The company had produced a product this year, just like they did every year. After testing it, performing surveys, and doing various other things that measured how much people wanted this product, the company found that it simply didn’t measure up to the competition. Nevertheless, it was the best thing ever. Everyone would want to buy it, and once you had it, you would wonder how you lived without it. It was nothing short of a revolution in the toaster industry. However, due to the fact that it only toasted one slice of bread at a time, didn’t pop up, and was made out of ugly plastic, it would be kind of difficult to convince the unwashed masses of the facts. This was no job for the engineers and designers; this was a job for the marketers.
The marketers looked at the blueprints, 3D models, sketches, and prototypes of the toaster and decided that this would be a piece of cake. After conferring for a few hours, they decided on the theme for the marketing campaign: minimalism. Minimalism was a pretty trendy thing at the time, seen in user interfaces for smartphone apps, video games, the actual phones themselves, and many other things. It only stood to reason that people would want everything to be minimized. Heck, this could be expanded into an entire product line - toasters that only toast one slice, a blender that is just a square spinning blade, and microwaves that are not actually microwaves, just solid cubes with a few lights on the front. The possibilities are endless! The marketers thought of this, and made up a snappy name for the appliance line. They also got to work creating a website which had no useful information on it whatsoever, but it looked really pretty.
The next step for the marketers was making the toaster more attractive. Using the plastic shell to their advantage, they made the toaster available in a wide variety of bright colors. A toaster with a metal shell would be available for an extra charge. The marketers prepared an ad campaign that showed the toaster and all his fellow minimalist appliances against a white background with sparse, ambient music. Another ad showed the toaster, the frontman of the product line, in all different colors. More ads showed the appliances majestically standing amongst the cosmos. This made it clear that the toaster was too good to pop up, and really, why are you expecting it to pop up? It’s minimalist! It’s simple! It’s a revolution!
There were a few months left until the appliance line was released, plus the engineers were getting bored, so to go the extra mile and to make it even more attractive they shoved some electronics into it and hopped on another bandwagon, turning it into a device which could be linked into the Internet of Things. A user could make a special gesture in the Toaster App (It had no buttons and used gestures only, and turned a special color if you did it right.) and boom, their toaster would toast the bread! Much easier than pressing the buttons on the toaster yourself. A fantastic ad was produced based on this. It featured a busy family who wanted to have toast in the afternoon but didn’t have enough time to make it when they got home. After years of misery, they solved this problem by buying The Toaster (which is what they had gotten to calling it now, just Toaster), putting the bread in when they left in the morning, and pressing the toast button on the app when they got home. This ad won its way into the hearts of everyday people everywhere, and drove massive sales of the toaster on its release.

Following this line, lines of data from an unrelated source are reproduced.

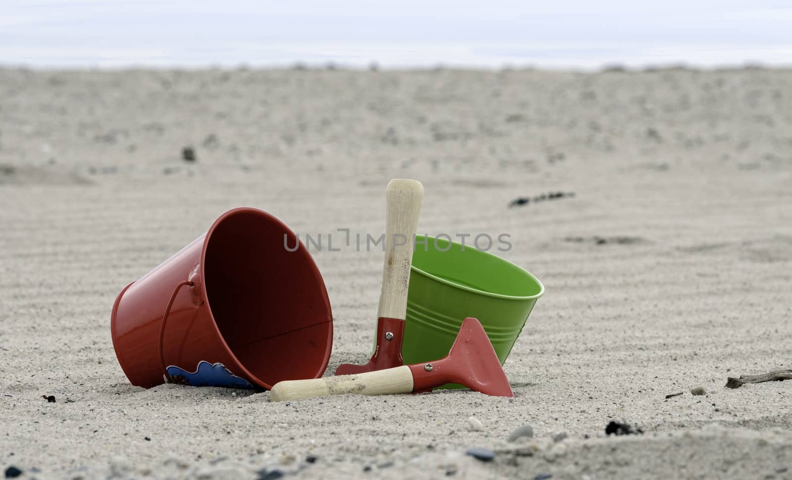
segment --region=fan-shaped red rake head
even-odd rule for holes
[[[463,321],[448,355],[428,364],[410,365],[409,369],[413,373],[413,391],[461,383],[488,395],[514,396],[487,333],[472,317]]]
[[[444,358],[428,364],[402,365],[353,375],[286,380],[272,387],[270,402],[325,395],[417,393],[445,383],[462,383],[488,395],[513,397],[501,360],[478,320],[468,317]]]

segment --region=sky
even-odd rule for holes
[[[0,0],[0,64],[792,65],[790,0]]]

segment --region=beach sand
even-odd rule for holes
[[[234,207],[379,234],[393,177],[424,184],[420,233],[508,234],[501,256],[544,284],[505,365],[514,398],[129,384],[109,326],[128,282]],[[790,478],[792,381],[725,387],[792,368],[790,185],[792,70],[0,70],[0,467]],[[574,196],[533,200],[556,192]],[[314,252],[326,375],[368,356],[382,255]]]

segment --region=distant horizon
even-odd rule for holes
[[[0,65],[600,70],[792,66],[780,0],[6,0]]]

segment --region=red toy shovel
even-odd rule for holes
[[[451,352],[437,361],[358,375],[279,382],[270,390],[269,400],[283,402],[341,394],[406,394],[445,383],[462,383],[488,395],[514,396],[489,338],[475,318],[465,318]]]
[[[394,178],[388,183],[385,200],[385,265],[377,310],[376,347],[367,364],[342,364],[336,369],[336,375],[364,373],[402,364],[407,288],[424,185],[415,180]]]

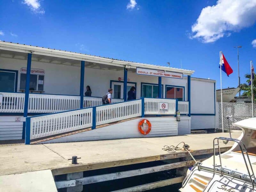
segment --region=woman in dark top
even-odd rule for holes
[[[135,91],[135,87],[132,87],[130,90],[128,92],[128,98],[127,100],[136,99],[136,92]]]
[[[84,95],[87,97],[92,96],[92,91],[91,90],[91,87],[89,85],[87,85],[86,86],[86,92],[84,93]]]

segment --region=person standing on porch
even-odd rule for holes
[[[132,86],[130,90],[128,92],[128,98],[127,100],[130,100],[136,99],[136,92],[135,87]]]
[[[86,92],[84,93],[84,95],[87,97],[92,96],[92,90],[91,90],[91,87],[89,85],[87,85],[86,86]]]

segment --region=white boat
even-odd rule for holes
[[[223,102],[229,102],[234,98],[239,91],[239,88],[227,88],[222,90],[222,100]],[[216,90],[216,99],[218,102],[221,102],[220,89]]]
[[[256,191],[256,118],[234,124],[242,129],[241,135],[237,139],[215,138],[214,155],[188,169],[180,191]],[[234,143],[230,150],[219,155],[222,142]]]

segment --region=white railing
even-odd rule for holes
[[[28,113],[55,113],[80,107],[79,96],[31,93],[29,97]]]
[[[0,113],[23,113],[25,94],[23,93],[0,92],[3,95]],[[84,107],[90,107],[102,105],[102,98],[93,97],[84,98]],[[113,103],[124,101],[124,100],[113,99]],[[76,95],[30,93],[28,100],[28,113],[50,113],[79,109],[80,96]]]
[[[165,103],[168,104],[165,107],[167,111],[160,111],[159,105]],[[176,100],[174,99],[145,98],[144,107],[145,115],[175,115]],[[168,108],[167,108],[168,107]]]
[[[25,94],[19,93],[0,92],[3,95],[0,112],[23,113]]]
[[[112,99],[112,103],[116,103],[124,101],[124,100],[121,99]],[[84,97],[84,107],[91,107],[99,106],[102,105],[102,98],[93,97]]]
[[[91,127],[92,108],[31,118],[30,139],[36,139]]]
[[[180,114],[188,114],[188,101],[178,101],[178,109]]]
[[[132,118],[141,115],[141,100],[96,108],[96,125]]]

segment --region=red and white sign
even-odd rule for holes
[[[20,73],[26,74],[27,73],[27,68],[22,67],[20,68]],[[36,69],[31,68],[30,74],[31,75],[43,75],[45,73],[44,70],[41,69]]]
[[[136,73],[138,75],[150,75],[164,77],[170,77],[176,79],[182,79],[183,78],[183,74],[180,73],[165,71],[164,71],[161,70],[150,69],[149,69],[140,68],[137,68],[136,70]]]
[[[168,103],[159,103],[159,111],[161,112],[167,112],[168,111]]]

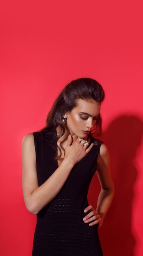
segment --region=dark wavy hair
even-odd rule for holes
[[[104,96],[102,86],[91,78],[79,78],[72,81],[65,87],[55,101],[47,116],[47,126],[45,128],[53,134],[56,148],[57,141],[64,135],[66,127],[66,122],[62,121],[63,114],[66,112],[70,112],[76,107],[80,99],[92,99],[101,103]],[[91,130],[91,136],[95,141],[96,137],[102,133],[102,119],[101,116],[99,116]],[[60,128],[58,135],[56,132],[58,126]]]

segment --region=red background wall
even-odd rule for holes
[[[143,255],[141,1],[3,1],[0,8],[0,255],[30,256],[36,217],[24,204],[21,145],[45,125],[65,85],[105,89],[103,139],[115,187],[100,229],[104,256]],[[95,204],[95,176],[89,201]]]

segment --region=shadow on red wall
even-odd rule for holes
[[[99,229],[104,256],[134,256],[136,241],[131,232],[133,187],[138,170],[134,164],[143,135],[143,123],[134,115],[121,116],[108,126],[101,138],[111,156],[115,195],[102,227]],[[89,190],[89,202],[100,189],[96,175]],[[96,198],[96,199],[97,198]]]

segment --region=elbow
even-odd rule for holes
[[[27,210],[34,215],[36,215],[40,211],[40,209],[38,209],[38,207],[35,204],[25,204]]]

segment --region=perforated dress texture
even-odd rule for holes
[[[52,136],[33,132],[39,185],[58,168]],[[89,227],[83,218],[87,195],[96,169],[100,145],[73,168],[58,194],[37,215],[32,256],[102,256],[97,226]]]

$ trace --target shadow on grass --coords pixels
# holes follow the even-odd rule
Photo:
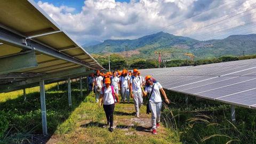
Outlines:
[[[102,127],[103,126],[106,126],[107,124],[102,123],[99,123],[98,122],[90,122],[89,123],[86,124],[83,124],[80,125],[80,127],[83,127],[83,128],[86,128],[86,127]]]
[[[85,84],[84,84],[84,89]],[[59,85],[45,91],[45,102],[47,125],[47,137],[42,137],[42,116],[41,111],[40,93],[26,94],[26,101],[23,97],[8,100],[1,103],[0,110],[3,111],[9,121],[9,129],[11,126],[23,129],[28,131],[33,130],[33,143],[45,143],[56,131],[58,126],[66,120],[72,112],[84,100],[89,92],[83,91],[83,96],[80,96],[79,81],[71,83],[72,106],[68,106],[67,86]],[[8,131],[8,130],[7,131]],[[36,141],[35,141],[36,140]]]
[[[134,116],[135,114],[136,114],[136,113],[133,112],[132,113],[128,113],[126,112],[116,111],[114,113],[114,114],[117,116]]]
[[[126,125],[118,125],[116,126],[116,129],[127,129],[130,128],[135,129],[138,132],[150,132],[151,127],[145,127],[142,126],[130,126]]]

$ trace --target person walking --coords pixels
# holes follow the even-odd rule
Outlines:
[[[120,91],[120,83],[119,83],[119,79],[116,76],[116,71],[113,72],[113,76],[111,77],[111,85],[114,86],[116,93],[118,95],[119,91]],[[115,101],[116,102],[116,100],[115,100]]]
[[[110,86],[110,78],[105,79],[106,86],[101,89],[100,92],[100,102],[99,107],[100,107],[103,104],[103,108],[105,111],[107,117],[107,125],[109,125],[108,130],[110,132],[113,131],[114,111],[115,109],[115,101],[116,98],[117,102],[119,102],[118,95],[116,93],[114,86]]]
[[[129,77],[127,75],[127,71],[124,69],[122,72],[122,75],[120,77],[119,83],[121,86],[121,101],[123,102],[125,102],[125,100],[127,98],[127,102],[130,102],[130,95],[129,95]]]
[[[146,97],[148,93],[150,94],[149,105],[149,109],[151,113],[152,133],[156,134],[156,129],[160,126],[159,122],[162,105],[160,91],[161,91],[164,96],[165,102],[169,104],[170,101],[167,98],[165,92],[159,83],[156,82],[150,75],[147,76],[145,79],[145,90],[144,90],[142,88],[142,91],[144,97]],[[141,87],[142,87],[141,86]]]
[[[140,117],[140,108],[143,102],[141,87],[142,83],[138,76],[138,69],[133,69],[133,76],[132,76],[130,79],[130,90],[131,97],[133,98],[133,102],[134,102],[135,116],[137,117]]]
[[[100,98],[100,93],[101,90],[101,88],[103,87],[103,78],[100,75],[100,71],[99,70],[96,71],[95,75],[96,76],[94,81],[94,91],[96,102],[98,102],[99,99]]]

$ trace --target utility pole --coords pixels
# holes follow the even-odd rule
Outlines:
[[[108,47],[108,68],[109,68],[109,71],[110,71],[110,61],[109,59],[109,45],[107,45],[107,46]]]
[[[128,67],[128,46],[125,45],[125,60],[126,60],[126,65]]]

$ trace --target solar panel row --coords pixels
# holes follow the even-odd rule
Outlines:
[[[256,59],[250,59],[140,71],[171,91],[255,109],[255,63]]]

It was time for the toaster to be released to the public! The ad mentioned earlier was not run on TV immediately upon the release - the company waited for the excitement about the launch to die down. They held a big party to celebrate the launch of the toaster, inviting many high-profile tech executives. When asked what he thought about the toaster, one replied “The party was great! I enjoyed it a lot, especially all the free food and money.” There was a bit of confusion before he figured out that he was being asked about The Toaster, after which he replied that it was undoubtedly a revolution, will change the world and the industry forever, etc, etc.
The unwashed masses enjoyed the toaster quite a bit too. It sold a million units in a first week. The other appliances sold somewhat less, which was understandable because they were not marketed quite as much. The company’s tech support line got a number of confused calls from buyers who could not figure out how to put food into it, even after turning it off and turning it back on. The tech support line had to regretfully inform the customers that yes, you have bought a solid cube with a smartphone app and some blinking lights and no, we do not offer refunds. The unwashed masses were quite mad about that one for some reason or another. Something about false advertising, it isn’t what we said it was, blah blah blah. It clearly said in all the ads that THIS MICROWAVE MAY NOT ACTUALLY FUNCTION. WE ARE NOT RESPONSIBLE FOR ANY SHED TEARS, TORN OUT LOCKS OF HAIR, OR SPENT MONEY. Thanks for reading. Buy the toaster.